The New York Court of Appeals held that a license to operate a restaurant in New York’s Union Square Park does not constitute an improper alienation of parkland in violation of the public trust doctrine. In Union Sq. Park Community Coalition, Inc.v. New York City Department of Parks and Recreation, the Court noted that the challenge to the operation of a private restaurant in the park was based upon two claims: (1) the restaurant is not a park use and (2) that the “license” was actually a lease that alienated parkland without proper legislative approval.

In addressing the first issue, the Court noted that decades ago the Court had upheld the use of a restaurant in New York’s Central Park (795 Fifth Ave. Corp. v City of New York (15 NY2d 221 [1965]). In part that holding was based on the fact “that the ‘Park Commissioner is vested by law with broad powers for the maintenance and improvement of the city’s parks’ and that judicial interference would be ‘justified only when a total lack of power is shown’ (15 NY2d at 225 [internal quotation marks and citation omitted]).”

In further applying the rational established in 795 Fifth Avenue the Court held the:

“claims are substantially similar to the ones we found insufficient in 795 Fifth Ave. Plaintiffs have a different view of the best use of Union Square Park and its pavilion in particular, but this difference of opinion, without more, does not demonstrate the illegality of the Department’s plan. Put differently, plaintiffs have not demonstrated that the ‘type and location’ of the restaurant are unlawful. While we leave open the possibility that a particular restaurant might not serve a park purpose in a future case, we conclude that the restaurant here does not run afoul of the public trust doctrine for lack of a park purpose.”

The Court likewise rejected the claim that the license was, in reality, a lease that improperly alienated parkland.

“A document is a lease ‘if it grants not merely a revocable right to be exercised over the grantor’s land without possessing any interest therein but the exclusive right to use and occupy that land’….A license, on the other hand, is a revocable privilege given ‘to one, without interest in the lands of another, to do one or more acts of a temporary nature upon such lands’…

Here, the language of the agreement confirms that it is what it purports to be – a revocable license.

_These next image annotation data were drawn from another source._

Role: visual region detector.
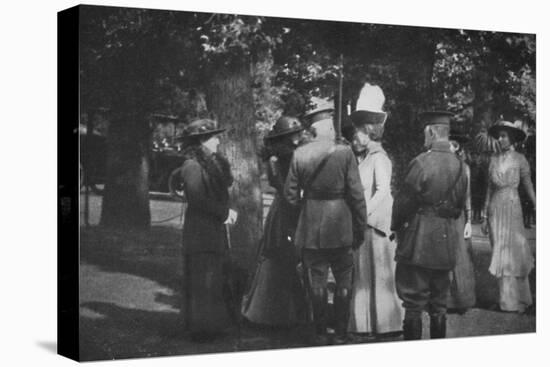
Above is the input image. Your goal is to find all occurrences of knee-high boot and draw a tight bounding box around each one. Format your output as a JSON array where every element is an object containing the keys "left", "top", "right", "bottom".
[
  {"left": 311, "top": 289, "right": 327, "bottom": 335},
  {"left": 334, "top": 288, "right": 351, "bottom": 341},
  {"left": 403, "top": 318, "right": 422, "bottom": 340},
  {"left": 430, "top": 314, "right": 447, "bottom": 339}
]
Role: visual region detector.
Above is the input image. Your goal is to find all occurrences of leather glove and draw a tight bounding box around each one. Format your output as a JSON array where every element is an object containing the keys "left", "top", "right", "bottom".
[{"left": 351, "top": 231, "right": 365, "bottom": 250}]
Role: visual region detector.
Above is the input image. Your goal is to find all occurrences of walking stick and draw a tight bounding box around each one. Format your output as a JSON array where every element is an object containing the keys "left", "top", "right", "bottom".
[
  {"left": 336, "top": 54, "right": 344, "bottom": 141},
  {"left": 225, "top": 223, "right": 242, "bottom": 350}
]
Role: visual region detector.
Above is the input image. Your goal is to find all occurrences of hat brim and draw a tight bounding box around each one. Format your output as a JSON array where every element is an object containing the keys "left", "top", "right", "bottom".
[
  {"left": 265, "top": 127, "right": 305, "bottom": 139},
  {"left": 176, "top": 129, "right": 226, "bottom": 140},
  {"left": 449, "top": 134, "right": 470, "bottom": 144},
  {"left": 302, "top": 107, "right": 334, "bottom": 117},
  {"left": 350, "top": 110, "right": 388, "bottom": 125},
  {"left": 489, "top": 125, "right": 527, "bottom": 143}
]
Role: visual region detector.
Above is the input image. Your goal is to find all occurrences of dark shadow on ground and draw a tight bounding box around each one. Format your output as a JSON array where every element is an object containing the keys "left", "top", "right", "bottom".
[
  {"left": 36, "top": 341, "right": 57, "bottom": 354},
  {"left": 80, "top": 302, "right": 330, "bottom": 361},
  {"left": 80, "top": 226, "right": 182, "bottom": 290}
]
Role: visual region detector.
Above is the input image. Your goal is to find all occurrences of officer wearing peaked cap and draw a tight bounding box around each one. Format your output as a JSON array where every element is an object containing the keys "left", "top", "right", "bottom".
[
  {"left": 392, "top": 111, "right": 467, "bottom": 340},
  {"left": 284, "top": 100, "right": 366, "bottom": 343}
]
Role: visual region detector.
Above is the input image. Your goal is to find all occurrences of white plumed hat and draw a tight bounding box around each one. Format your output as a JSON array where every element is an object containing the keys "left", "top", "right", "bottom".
[{"left": 350, "top": 83, "right": 387, "bottom": 125}]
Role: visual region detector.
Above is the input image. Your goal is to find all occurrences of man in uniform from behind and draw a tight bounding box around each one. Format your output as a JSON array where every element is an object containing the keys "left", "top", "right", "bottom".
[
  {"left": 285, "top": 99, "right": 366, "bottom": 344},
  {"left": 392, "top": 111, "right": 467, "bottom": 340}
]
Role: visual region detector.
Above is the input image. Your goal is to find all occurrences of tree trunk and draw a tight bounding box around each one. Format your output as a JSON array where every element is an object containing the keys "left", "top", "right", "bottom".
[
  {"left": 101, "top": 114, "right": 151, "bottom": 229},
  {"left": 472, "top": 67, "right": 495, "bottom": 128},
  {"left": 207, "top": 66, "right": 262, "bottom": 269}
]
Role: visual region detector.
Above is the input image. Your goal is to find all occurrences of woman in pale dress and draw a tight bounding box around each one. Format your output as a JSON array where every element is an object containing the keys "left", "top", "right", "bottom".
[
  {"left": 482, "top": 121, "right": 535, "bottom": 313},
  {"left": 447, "top": 132, "right": 476, "bottom": 314},
  {"left": 348, "top": 84, "right": 404, "bottom": 334}
]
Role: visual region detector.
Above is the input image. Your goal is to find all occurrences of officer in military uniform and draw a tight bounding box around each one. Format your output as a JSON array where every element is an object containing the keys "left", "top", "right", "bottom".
[
  {"left": 392, "top": 111, "right": 467, "bottom": 340},
  {"left": 284, "top": 100, "right": 366, "bottom": 344}
]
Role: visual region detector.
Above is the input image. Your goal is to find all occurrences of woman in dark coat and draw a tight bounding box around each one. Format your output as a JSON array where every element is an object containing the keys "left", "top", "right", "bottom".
[
  {"left": 180, "top": 119, "right": 236, "bottom": 339},
  {"left": 243, "top": 116, "right": 305, "bottom": 327}
]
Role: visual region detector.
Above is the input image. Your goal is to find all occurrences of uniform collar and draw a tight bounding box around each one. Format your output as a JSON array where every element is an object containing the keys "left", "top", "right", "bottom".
[
  {"left": 430, "top": 140, "right": 452, "bottom": 153},
  {"left": 367, "top": 140, "right": 384, "bottom": 154}
]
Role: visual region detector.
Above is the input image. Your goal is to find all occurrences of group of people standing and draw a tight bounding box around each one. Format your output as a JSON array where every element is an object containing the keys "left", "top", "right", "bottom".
[{"left": 175, "top": 84, "right": 535, "bottom": 344}]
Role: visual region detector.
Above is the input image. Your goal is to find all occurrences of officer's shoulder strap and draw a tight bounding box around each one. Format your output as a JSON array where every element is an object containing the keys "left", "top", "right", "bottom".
[{"left": 304, "top": 145, "right": 336, "bottom": 191}]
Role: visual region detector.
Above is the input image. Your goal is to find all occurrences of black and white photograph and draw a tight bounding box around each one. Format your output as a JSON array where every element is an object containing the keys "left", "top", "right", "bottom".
[
  {"left": 2, "top": 2, "right": 545, "bottom": 364},
  {"left": 56, "top": 1, "right": 536, "bottom": 360}
]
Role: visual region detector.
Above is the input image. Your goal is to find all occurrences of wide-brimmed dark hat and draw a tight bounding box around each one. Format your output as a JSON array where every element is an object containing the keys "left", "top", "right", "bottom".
[
  {"left": 418, "top": 111, "right": 454, "bottom": 127},
  {"left": 449, "top": 130, "right": 470, "bottom": 145},
  {"left": 489, "top": 120, "right": 527, "bottom": 142},
  {"left": 265, "top": 116, "right": 304, "bottom": 139},
  {"left": 303, "top": 97, "right": 334, "bottom": 123},
  {"left": 176, "top": 119, "right": 225, "bottom": 140}
]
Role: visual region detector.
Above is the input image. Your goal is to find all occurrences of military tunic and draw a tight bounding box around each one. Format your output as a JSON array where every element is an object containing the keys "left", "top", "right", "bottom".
[{"left": 392, "top": 141, "right": 467, "bottom": 319}]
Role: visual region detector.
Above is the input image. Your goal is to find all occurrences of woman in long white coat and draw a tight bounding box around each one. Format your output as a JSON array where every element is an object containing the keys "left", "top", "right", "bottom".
[
  {"left": 349, "top": 123, "right": 404, "bottom": 334},
  {"left": 348, "top": 83, "right": 404, "bottom": 334}
]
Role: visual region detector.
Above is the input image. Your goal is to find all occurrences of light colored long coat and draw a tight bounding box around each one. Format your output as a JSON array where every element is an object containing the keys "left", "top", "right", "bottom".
[{"left": 349, "top": 141, "right": 404, "bottom": 333}]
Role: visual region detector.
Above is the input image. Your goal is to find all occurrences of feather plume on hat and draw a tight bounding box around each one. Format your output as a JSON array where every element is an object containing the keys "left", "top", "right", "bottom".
[{"left": 350, "top": 83, "right": 387, "bottom": 125}]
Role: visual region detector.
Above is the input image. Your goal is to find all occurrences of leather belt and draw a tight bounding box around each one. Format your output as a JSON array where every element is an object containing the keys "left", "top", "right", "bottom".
[{"left": 304, "top": 190, "right": 344, "bottom": 200}]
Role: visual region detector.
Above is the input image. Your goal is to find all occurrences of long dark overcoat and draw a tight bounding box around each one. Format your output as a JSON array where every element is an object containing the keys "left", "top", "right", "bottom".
[{"left": 181, "top": 151, "right": 229, "bottom": 254}]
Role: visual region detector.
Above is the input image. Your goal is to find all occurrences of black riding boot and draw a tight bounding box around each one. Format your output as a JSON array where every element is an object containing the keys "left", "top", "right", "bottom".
[
  {"left": 334, "top": 289, "right": 351, "bottom": 344},
  {"left": 430, "top": 314, "right": 447, "bottom": 339},
  {"left": 403, "top": 318, "right": 422, "bottom": 340},
  {"left": 311, "top": 289, "right": 327, "bottom": 337}
]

The Department retained significant control over the daily operations of the restaurant, including the months and hours of operation, staffing plan, work schedules and menu prices. Moreover, CDM’s use of the premises is only seasonal, and is not exclusive even in the summer, as outdoor seating is required to be available to the general public (with the exception of an area reserved for the service of alcoholic beverages) and CDM is obligated to open the pavilion to the public for community events on a weekly basis. The agreement also contains numerous environmental and community-based provisions. Aside from complying with extensive environmental standards, CDM is required, for example, to use Greenmarket vendors, offer culinary internships and host charitable events. More importantly, the agreement broadly allows the Department to terminate the license at will so long as the termination is not arbitrary and capricious. Consequently, despite the 15-year term and payment structure, we agree with the Department that it entered into a valid license arrangement with CDM.”